By Bob Allen
An ad-hoc task force appointed to study Calvinism’s impact on the Southern Baptist Convention says the 2000 Baptist Faith and Message is a sufficient guide for orthodoxy in the nation’s second-largest faith group behind Roman Catholics.
“We should call upon all Southern Baptists to promote the unity we share within The Baptist Faith and Message and, while recognizing that most Southern Baptists will believe and teach more than what that confession contains, we must never believe or teach less,” the 16-member task force says in a 3,200-word report published online at SBC Life.
An informal advisory group appointed by SBC Executive Committee head Frank Page, the task force will not report officially to the convention, but Page is expected to reference it in his report to messengers at the SBC annual meeting scheduled June 11-12 in Houston.
Page named the group last year amid statistics showing that recent seminary graduates embraced a rigid Calvinism at percentages far higher than the people in Southern Baptist pews. Convention leaders worry that young pastors bringing those views into churches can be divisive, particularly if the congregation is unaware of the differences between the two views.
They also fear division among pastors and denominational leaders, as rumor mills circulate reports both of Calvinists trying to “take over” the convention and of qualified scholars being denied teaching jobs because they adhere to Calvinist views.
The committee, chaired by Union University President David Dockery, included both Calvinists, who emphasize God’s sovereignty and downplay free will, and others who accept parts of Calvinism, such as mankind’s fallen state and belief that a truly saved Christian cannot fall from grace, but not ideas like God predetermines who is saved or damned and that Jesus died only for the elect.
While acknowledging “points of tension” between the two sides, the group celebrated broad agreement that Southern Baptists stand united on the truthfulness of Scripture.

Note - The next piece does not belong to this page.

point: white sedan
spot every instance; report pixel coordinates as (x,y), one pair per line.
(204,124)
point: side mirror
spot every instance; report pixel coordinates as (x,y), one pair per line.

“We should be thankful that these are the issues Southern Baptists are now discussing, even as liberal denominations are debating the full abdication of biblical morality and allowing the denial of central doctrines,” the report said. “We are, seen in this light, blessed by the discussions that come to Southern Baptists who want to affirm the fullness of the faith, not its reduction.”
They found agreement on the Baptist Faith and Message’s 138-word article on “God’s Purpose of Grace,” but differences on explanations about matters like why only some are saved and if sinners inherit only Adam’s fallen nature or also his guilt.
While significant, those differences need not be insurmountable, the task force agreed, calling for trust and dialogue between the opposing views.
Regarding convention politics, the leaders agreed: “We should expect all leaders in the Southern Baptist Convention and all entities serving our denomination to affirm, to respect and to represent all Southern Baptists of good faith and to serve the great unity of our Convention. No entity should be promoting Calvinism or non-Calvinism to the exclusion of the other. Our entities should be places where any Southern Baptist who stands within the boundaries of The Baptist Faith and Message should be welcomed and affirmed as they have opportunities to benefit from, participate in, and provide leadership for those entities.”
To avoid theological conflict in churches, the task group encouraged “all candidates for ministry positions in the local church to be fully candid and forthcoming about all matters of faith and doctrine” and for pulpit and staff search committees to similarly “be fully candid and forthcoming about their congregation and its expectations.”